I remembered watching my own mother’s life slip away as she became too weak to stand over her steel kettle or prepare our meals. On her last Thanksgiving, she gave me her apron and taught me step by step how to prepare our meal as she soaked up the warmth of the November sunlight that streamed across our kitchen floor.
For three generations the women in my family have left their daughters behind to finish their growing, navigate the rocky path to adulthood and mother their own children without a mother to call for help or advice.
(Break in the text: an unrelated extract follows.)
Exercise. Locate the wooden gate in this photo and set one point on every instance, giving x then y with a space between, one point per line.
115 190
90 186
They have left three generations of grandchildren to wonder what it would be like to know their grandmother.
So today, I pulled out my mother’s steel kettle and I filled it with enough soup to feed my family and to share a meal with someone just like my grandmother and mother had done. While I stirred and seasoned, I told my children about my mother like she had told me about hers, and as the smell of soup filled the air around us, we longed for her together.
3 replies on “Soup Kettle Memories”
That is a beautiful set of memories. I know it hurts to have her gone. You were and remain a blessed daughter.
Thank you so much Christine! I agree that her legacy continues to be a blessing.
This was beautiful. And this is a story I can connect to. I cried a little. God bless your mother, your grandmother, your children, and you.